On the other extreme is the little-known Anglo-Zanzibar War of 1896. Essentially, it was a dispute over who got to determine who would lead the British protectorate East African island sultanate of Zanzibar. When the pro-British sultan died on August 25, 1896, his nephew, Prince Khalid bin Barghash, immediately declared himself sultan and moved into the palace. By the end of the day, he’d Khalid had secured the palace with almost 3,000 soldiers and supporters.

Great Britain was having none of this. It demanded Khalid surrender the throne to a cousin British diplomats intended to become sultan. The British already had two warships anchored in the harbor and another arrived that night. Two more warships arrived on August 26 and the British demanded Khalid leave the palace by 9 a.m. the following day.

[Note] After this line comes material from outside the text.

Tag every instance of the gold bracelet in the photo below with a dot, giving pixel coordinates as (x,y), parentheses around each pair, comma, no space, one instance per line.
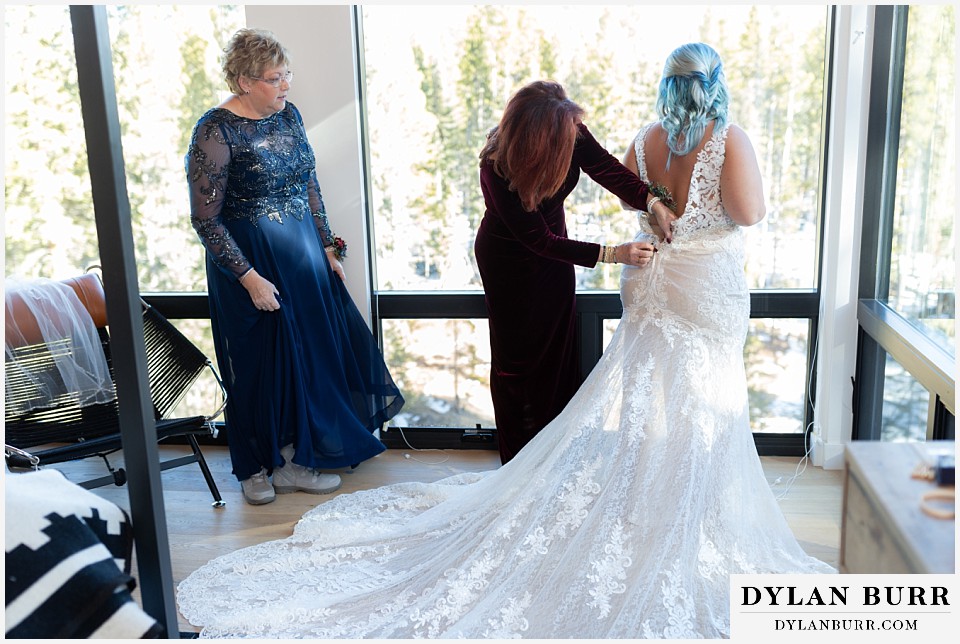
(938,495)
(610,254)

Sultan’s palace after the bombardment

An hour before the deadline, Khalid refused. At precisely 9 a.m., the British warships opened fire. Within two minutes, the palace was on fire. The British ceased fire within 40 minutes, leaving 500 of Khalid’s fighters wounded or dead. Khalid supposed fled the palace as soon as the shooting started. The shortest war in history meant that Britain’s choice was the new sultan.

While that short war produced casualties, the longest recorded war was bloodless.

This war had its inception in the Second English Civil War. The war was fought between the Parliamentarians, led by Oliver Cromwell, and Royalist forces loyal to the Stuart monarchy. Cromwell’s victories and advances meant that by 1651, what remained of the Royalist Navy took safe harbor in the Isles of Scilly, an archipelago 25 miles off the southwestern tip of Cornwall, England. Given the success the Parliamentarians were having, the Dutch decided to ally with them. That led the Royalists to start raiding Dutch shipping lanes and Dutch merchant ships in the English Channel.

New York Times, April 18, 1986

The Netherlands demanded reparations for the losses — by sending 12 warships to blockade the Isles. Admiral Maarten Tromp of the Dutch Navy landed to demand the reparations. The Royal Navy refused, so on March 30, 1651, he declared war on the Isles. Three months later, the Royalists on the Isles of Scilly surrendered to Cromwell. With the blockade unnecessary, the Dutch warships returned home.

One may question whether an admiral has the power to declare war. Likewise, can you truly call a conflict war if there’s no shooting, battles, or bloodshed? Many would say not. But not the Netherlands. On April 17, 1986, its Ambassador to England helicoptered to the Isles of Scilly and declared an end to the war — 335 years after it began.

We know more about war than we know about peace, more about killing than we know about living.